0
votes

I have this code and almost all of the transformations use withColumn function which returns a data frame. I convert the dataframe returned from preProcessing to Dataset using as[Recipe] but since all the functions return dataframe using .as over and over doesn't make sense.

So my question is what's the use case of DataSet[U] over Dataset[Row]/DataFrame? And is it worth using Dataset in my case as with each transformation(with column) the schema changes?

case class Recipe(
    name: String,
    ingredients: String,
    url: String,
    image: String,
    cookTime: String,
    recipeYield: String,
    datePublished: DateType,
    prepTime: String,
    description: String
)

private def preProcessing[T](spark: SparkSession, data: DataFrame): DataFrame = {
    data
      .transform(lowerCaseColumn("ingredients"))
      .transform(lowerCaseColumn("name"))
      .transform(covertStringToDate("datePublished"))
  }

private def transform[T](
      spark: SparkSession,
      data: Dataset[Recipe]
  ): DataFrame = {
    data
      .transform(filterRecipesWithBeef())
      .persist(StorageLevel.MEMORY_AND_DISK_SER)
      .transform(covertRecipeTimeColToMinutes("cookTime"))
      .transform(covertRecipeTimeColToMinutes("prepTime"))
      .transform(calculateTotalCookingTime())
      .transform(calculateRecipeDifficulty())
      .transform(calculateAvgCookingtimeByDifficulty())
  }
2

2 Answers

2
votes

Consider DataFrame as an alias for a collection of generic objects Dataset[Row], where a Row is a generic untyped JVM object.

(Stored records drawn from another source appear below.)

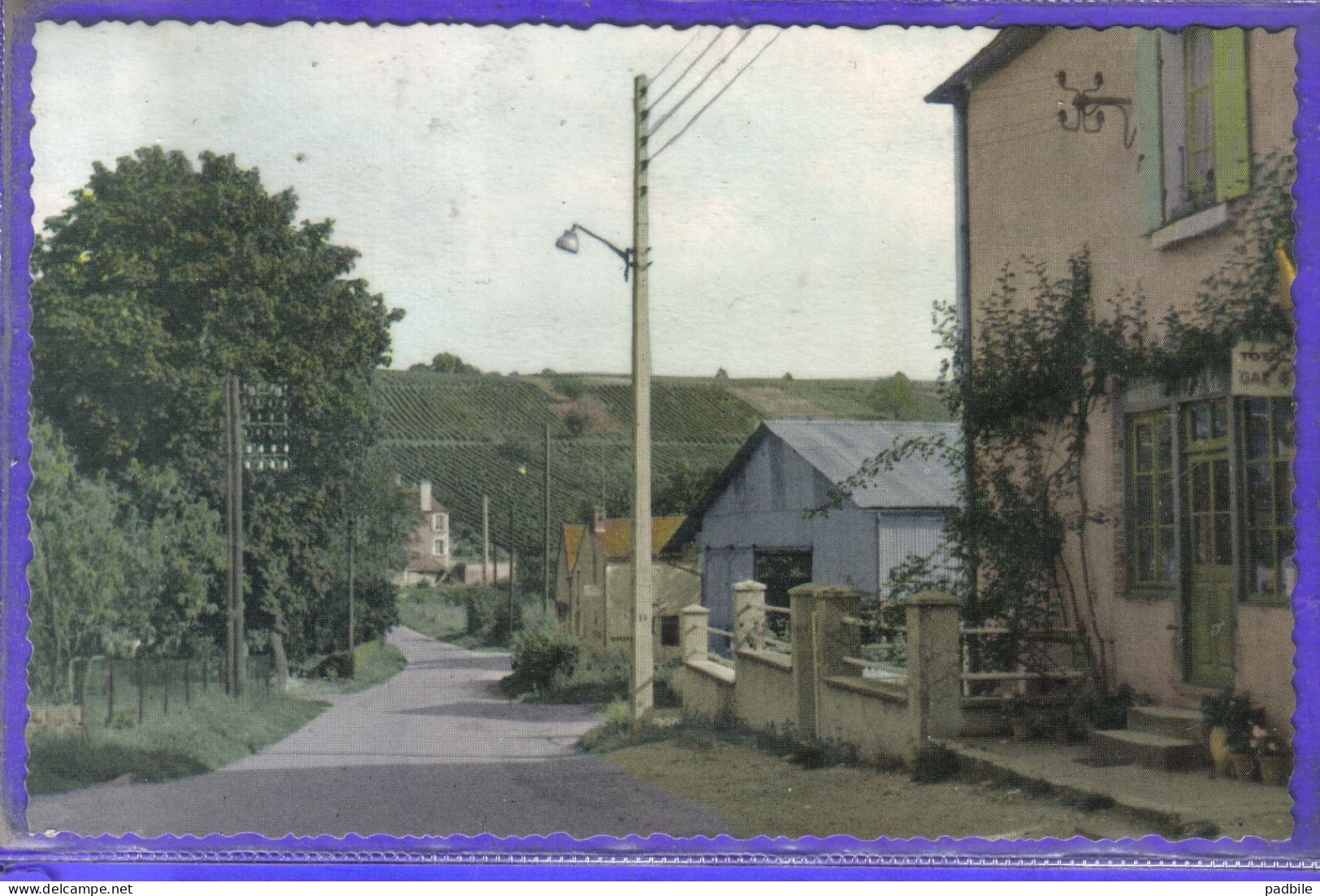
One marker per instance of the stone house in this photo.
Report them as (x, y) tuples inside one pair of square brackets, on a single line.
[(1195, 573), (756, 522), (429, 551), (595, 587)]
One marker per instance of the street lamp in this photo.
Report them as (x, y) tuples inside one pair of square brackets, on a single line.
[(569, 243), (640, 693)]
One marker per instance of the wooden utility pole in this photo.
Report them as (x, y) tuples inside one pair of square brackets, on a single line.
[(545, 560), (486, 539), (234, 526), (640, 695), (510, 564)]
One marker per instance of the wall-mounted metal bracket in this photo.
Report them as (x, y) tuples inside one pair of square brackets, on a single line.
[(1089, 109)]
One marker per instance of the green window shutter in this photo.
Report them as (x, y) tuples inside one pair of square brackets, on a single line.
[(1231, 144), (1150, 130)]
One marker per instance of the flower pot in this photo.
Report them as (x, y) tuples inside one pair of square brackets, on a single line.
[(1244, 765), (1274, 769), (1220, 751)]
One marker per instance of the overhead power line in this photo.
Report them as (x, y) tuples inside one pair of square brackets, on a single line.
[(711, 102), (684, 73), (703, 80), (665, 67)]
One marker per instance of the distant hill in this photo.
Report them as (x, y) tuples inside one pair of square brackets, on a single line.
[(468, 433)]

Dataset, by contrast, is a collection of strongly-typed JVM objects, dictated by a case class you define in Scala. That means that Dataset[T] has syntax errors and analysis errors shown at compile-time

1
votes

Datasets are imho work in progress. Indeed type safety and compile time errors as stated in the first answer and elsewhere in blogs, but with 2.x - may be in v3.x different, there are many issues to consider. E.g.

  • There are untyped DF functions that do not extend to DSs.

  • What about grouping by, aggregations, etc.? Names are lost.

  • JSON flexible schemas?

I am an architect, but noted during a stint as Data Engineer, that usage of datasets was not as easy as touted. DFs for moment still more practical. I had a quick scan of Spark 3 but could not note any drastic changes. I looked at two items but could not find anything to obviate my comments here (yet).